For social work students who are interested in a career in LGBT social work, how would you recommend they gain the knowledge and develop the skills to provide more effective services to LGBT people and organizations? Based off of your own experiences, what have you learned over the years?
[Teresa Theophano, LMSW] There are LGBT-specific practice courses in many, if not all, schools of social work and countless trainings available on the topic of working with LGBT communities. I took a practice course when I was in social work school, although much of what we discussed regarding competent approaches to LGBT clients was not new to me, as I had been involved with queer activism for years prior to enrolling in an MSW program. After interning my first year at a small Brooklyn community-based organization at which I was doing mezzo-level projects, I requested a second-year placement at a transitional housing program and basic center (comprehensive youth emergency service program) for LGBT homeless youth in Manhattan. That internship enabled me to get up close and personal with a diverse array of young people whose service needs were clear: a safe place to live, healthy food to eat, warm clothes to wear, and emotional support from staff. This entailed sessions with an onsite psychotherapist along with residential counselors and a life skills coordinator; the staff’s approach served as my introduction to team-based client work.

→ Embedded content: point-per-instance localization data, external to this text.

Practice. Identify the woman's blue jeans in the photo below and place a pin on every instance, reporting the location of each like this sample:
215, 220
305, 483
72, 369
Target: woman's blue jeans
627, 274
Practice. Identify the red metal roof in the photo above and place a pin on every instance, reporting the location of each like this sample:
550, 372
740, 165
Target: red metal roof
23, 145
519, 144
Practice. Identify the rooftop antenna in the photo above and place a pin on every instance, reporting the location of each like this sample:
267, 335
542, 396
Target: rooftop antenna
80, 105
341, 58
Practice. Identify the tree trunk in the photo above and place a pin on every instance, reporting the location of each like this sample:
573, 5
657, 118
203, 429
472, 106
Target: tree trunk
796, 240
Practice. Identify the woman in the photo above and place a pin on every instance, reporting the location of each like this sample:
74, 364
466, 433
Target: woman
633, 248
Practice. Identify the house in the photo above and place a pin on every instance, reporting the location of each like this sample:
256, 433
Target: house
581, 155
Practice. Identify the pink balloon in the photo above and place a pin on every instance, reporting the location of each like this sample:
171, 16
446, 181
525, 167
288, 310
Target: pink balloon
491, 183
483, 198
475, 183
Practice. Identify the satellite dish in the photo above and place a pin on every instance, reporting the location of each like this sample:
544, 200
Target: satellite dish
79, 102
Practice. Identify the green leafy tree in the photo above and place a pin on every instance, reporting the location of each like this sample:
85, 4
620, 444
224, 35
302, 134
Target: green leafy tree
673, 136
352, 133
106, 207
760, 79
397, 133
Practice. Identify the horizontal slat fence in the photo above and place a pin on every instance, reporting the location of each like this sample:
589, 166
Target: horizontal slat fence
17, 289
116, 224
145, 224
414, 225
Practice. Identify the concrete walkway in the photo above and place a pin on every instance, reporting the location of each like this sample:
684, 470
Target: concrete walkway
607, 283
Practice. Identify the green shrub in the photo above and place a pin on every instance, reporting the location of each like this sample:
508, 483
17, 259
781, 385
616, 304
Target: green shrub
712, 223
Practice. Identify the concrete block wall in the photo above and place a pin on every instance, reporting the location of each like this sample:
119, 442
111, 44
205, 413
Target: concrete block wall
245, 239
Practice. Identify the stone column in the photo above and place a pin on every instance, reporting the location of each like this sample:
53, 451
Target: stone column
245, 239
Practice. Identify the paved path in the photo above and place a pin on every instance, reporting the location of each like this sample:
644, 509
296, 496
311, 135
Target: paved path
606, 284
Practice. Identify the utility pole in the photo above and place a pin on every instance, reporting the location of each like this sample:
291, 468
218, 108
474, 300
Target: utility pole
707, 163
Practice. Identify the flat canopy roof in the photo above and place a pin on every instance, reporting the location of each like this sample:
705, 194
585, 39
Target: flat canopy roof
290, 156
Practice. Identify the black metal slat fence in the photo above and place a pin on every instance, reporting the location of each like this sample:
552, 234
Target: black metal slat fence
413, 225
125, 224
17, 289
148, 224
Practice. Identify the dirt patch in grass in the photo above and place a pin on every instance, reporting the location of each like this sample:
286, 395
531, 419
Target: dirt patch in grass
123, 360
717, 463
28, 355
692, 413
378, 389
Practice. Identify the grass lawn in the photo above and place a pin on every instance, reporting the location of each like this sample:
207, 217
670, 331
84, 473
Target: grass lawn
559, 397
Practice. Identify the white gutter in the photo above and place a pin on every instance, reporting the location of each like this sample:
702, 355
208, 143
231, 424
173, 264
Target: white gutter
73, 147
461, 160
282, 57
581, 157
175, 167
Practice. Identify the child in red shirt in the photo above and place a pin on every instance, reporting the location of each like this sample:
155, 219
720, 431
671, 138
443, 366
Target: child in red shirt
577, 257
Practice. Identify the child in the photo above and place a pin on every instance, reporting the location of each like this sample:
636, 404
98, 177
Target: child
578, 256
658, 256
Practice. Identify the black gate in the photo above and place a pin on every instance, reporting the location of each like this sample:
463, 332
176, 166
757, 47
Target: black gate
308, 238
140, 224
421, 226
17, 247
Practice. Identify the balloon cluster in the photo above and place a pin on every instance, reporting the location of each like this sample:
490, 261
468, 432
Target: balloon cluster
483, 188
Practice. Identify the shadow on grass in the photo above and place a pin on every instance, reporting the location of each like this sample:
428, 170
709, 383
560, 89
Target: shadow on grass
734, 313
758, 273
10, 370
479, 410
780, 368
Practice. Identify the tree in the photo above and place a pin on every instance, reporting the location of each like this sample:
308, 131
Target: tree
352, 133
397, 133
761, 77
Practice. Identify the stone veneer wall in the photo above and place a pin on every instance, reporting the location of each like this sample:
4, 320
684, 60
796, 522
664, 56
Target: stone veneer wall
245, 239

Internships at LGBT-specific organizations — whether those are grassroots community-based ones; national nonprofits like the one at which I work; or ones housed within local social service agencies —can provide a wonderful opportunity to learn best practices with LGBT clients. Most major cities have their own LGBT community centers, and some even boast dedicated LGBT health centers, such as Mazzoni in Philadelphia, Callen-Lorde in NYC, Chase-Brexton in Baltimore, and Whitman-Walker in D.C. An internship during which students can function as part of an inter-professional team — working alongside medical professionals such as primary care providers and psychiatrists, for example, or alongside seasoned community organizers and legal services attorneys — will provide an invaluable holistic experience.
Agency-based internships at local LGBT and HIV nonprofits will teach you things you cannot learn in a classroom. Further, the Internet has exploded with a wealth of comprehensive information regarding cultural competency and best practices that can be a terrific supplement to course materials. For instance, the website for National Resource Center on LGBT Aging, which is spearheaded by SAGE, provides a clearinghouse of educational resources, including countless free downloadable publications for both lay people and professionals. Because geriatric mental health courses in social work schools are not necessarily a common offering — and the geriatric mental health needs of LGBT people in particular are not often touched upon — these types of resources are all the more necessary.
Thank you Ms. Teresa Theophano for your time and insights into LGBT social work.